Formatting Rbec output

Author

Shane Hogle

Published

May 24, 2024

Contains both results from hambiNMR experiment and also a test of using “Just A Plate” cleanup method during library preparation.

Setup

Libraries and global variables

library(tidyverse)
library(here)
library(fs)
library(archive)
library(scales)
source(here::here("R", "utils_generic.R"))

Global vars

data_raw <- here::here("_data_raw", "20240513_BTK_illumina_v3")
data <- here::here("data", "20240513_BTK_illumina_v3")
amplicontar <- here::here(data_raw, "rbec_output.tar.gz")

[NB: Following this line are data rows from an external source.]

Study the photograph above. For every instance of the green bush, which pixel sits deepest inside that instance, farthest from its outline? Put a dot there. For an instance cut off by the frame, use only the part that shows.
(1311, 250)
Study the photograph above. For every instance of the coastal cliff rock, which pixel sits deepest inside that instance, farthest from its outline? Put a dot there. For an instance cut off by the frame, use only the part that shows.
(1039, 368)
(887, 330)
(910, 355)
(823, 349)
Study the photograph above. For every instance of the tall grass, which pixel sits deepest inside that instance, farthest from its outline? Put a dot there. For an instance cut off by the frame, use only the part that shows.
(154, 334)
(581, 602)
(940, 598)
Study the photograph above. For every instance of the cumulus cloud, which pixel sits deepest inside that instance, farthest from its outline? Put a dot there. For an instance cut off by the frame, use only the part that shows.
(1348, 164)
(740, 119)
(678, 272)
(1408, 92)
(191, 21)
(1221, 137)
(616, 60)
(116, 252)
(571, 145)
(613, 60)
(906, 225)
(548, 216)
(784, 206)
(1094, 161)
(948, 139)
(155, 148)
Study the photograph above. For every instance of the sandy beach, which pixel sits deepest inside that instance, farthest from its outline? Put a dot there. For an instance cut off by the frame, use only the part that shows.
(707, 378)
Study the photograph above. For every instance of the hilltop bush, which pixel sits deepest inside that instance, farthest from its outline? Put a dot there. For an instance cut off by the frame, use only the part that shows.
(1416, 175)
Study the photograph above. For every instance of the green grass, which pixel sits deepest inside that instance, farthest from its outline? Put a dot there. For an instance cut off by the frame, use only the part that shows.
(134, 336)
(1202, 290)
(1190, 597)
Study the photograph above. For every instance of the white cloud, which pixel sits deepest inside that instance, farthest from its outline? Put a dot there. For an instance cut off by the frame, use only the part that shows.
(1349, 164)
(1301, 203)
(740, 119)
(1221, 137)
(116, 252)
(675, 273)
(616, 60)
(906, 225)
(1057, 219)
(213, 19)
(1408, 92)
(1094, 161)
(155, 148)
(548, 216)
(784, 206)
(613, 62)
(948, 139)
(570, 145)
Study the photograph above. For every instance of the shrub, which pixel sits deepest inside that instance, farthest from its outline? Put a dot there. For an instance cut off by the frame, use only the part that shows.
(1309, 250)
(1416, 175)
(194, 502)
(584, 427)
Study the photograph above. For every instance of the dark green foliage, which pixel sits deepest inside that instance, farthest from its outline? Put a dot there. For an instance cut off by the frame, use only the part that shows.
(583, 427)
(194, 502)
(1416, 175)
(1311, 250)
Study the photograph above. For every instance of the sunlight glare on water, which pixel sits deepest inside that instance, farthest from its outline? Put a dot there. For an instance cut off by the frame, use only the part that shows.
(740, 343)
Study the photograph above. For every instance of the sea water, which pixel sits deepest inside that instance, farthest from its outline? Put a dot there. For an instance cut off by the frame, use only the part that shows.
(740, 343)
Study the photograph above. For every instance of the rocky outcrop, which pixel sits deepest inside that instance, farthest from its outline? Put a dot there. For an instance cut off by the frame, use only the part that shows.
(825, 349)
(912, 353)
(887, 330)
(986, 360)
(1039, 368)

# make processed data directory if it doesn't exist
fs::dir_create(data)

# create temporary location to decompress
tmpdir <- fs::file_temp()

Read data

Untar Rbec output tarball

archive::archive_extract(
  amplicontar,
  dir = tmpdir,
  files = NULL,
  options = character(),
  strip_components = 0L
)

Read and format Rbec tables

# set up directory structure
tabdir <- here::here(tmpdir, "rbec_output")
samppaths <- fs::dir_ls(tabdir)
sampnames <- path_split(samppaths) %>% 
  map_chr(dplyr::last)

Read raw counts tables

straintabs <- paste0(samppaths, "/strain_table.txt") %>% 
  set_names(sampnames) %>% 
  map_df(
  read_tsv,
  skip = 1,
  col_names = c("strainID","count"),
  show_col_types = FALSE, 
  .id = "sample") %>% 
  completecombos(count)

Read normalized counts tables

normstraintabs <- paste0(samppaths, "/strain_table_normalized.txt") %>% 
  set_names(sampnames) %>% 
  map_df(
    read_tsv,
    skip = 1,
    col_names = c("strainID","norm_count"),
    show_col_types = FALSE, 
    .id = "sample") %>% 
  completecombos(norm_count)

Renormalizing to 16S copy number

rf1 <- straintabs %>% 
  group_by(sample) %>% 
  mutate(tot = sum(count)) %>% 
  left_join(normstraintabs) %>% 
  mutate(f = norm_count/sum(norm_count)) %>% 
  mutate(count_norm = round(tot*f)) %>% 
  dplyr::select(-count, -tot, -norm_count, -f) %>% 
  mutate(tot = sum(count_norm),
         f = count_norm/sum(count_norm)) %>%
  ungroup()

Joining with `by = join_by(sample, strainID)`

Read metadata

exp_md <- readr::read_tsv(here::here(data, "20240513_BTK_illumina_v3_metadata.tsv"))

Rows: 456 Columns: 6
── Column specification ────────────────────────────────────────────────────────
Delimiter: "\t"
chr (3): sample, replicate, evolution
dbl (3): plate, day, amp_conc

ℹ Use `spec()` to retrieve the full column specification for this data.
ℹ Specify the column types or set `show_col_types = FALSE` to quiet this message.

Final dataframe

 full <- left_join(rf1, exp_md)

Joining with `by = join_by(sample)`

Analysis

Negative controls

First, we’ll check whether the experimental and plate negative controls look good

full %>% 
  filter(str_detect(sample, "^Neg")) %>% 
  summarize(tot = sum(count_norm), .by = c("sample", "plate", "replicate"))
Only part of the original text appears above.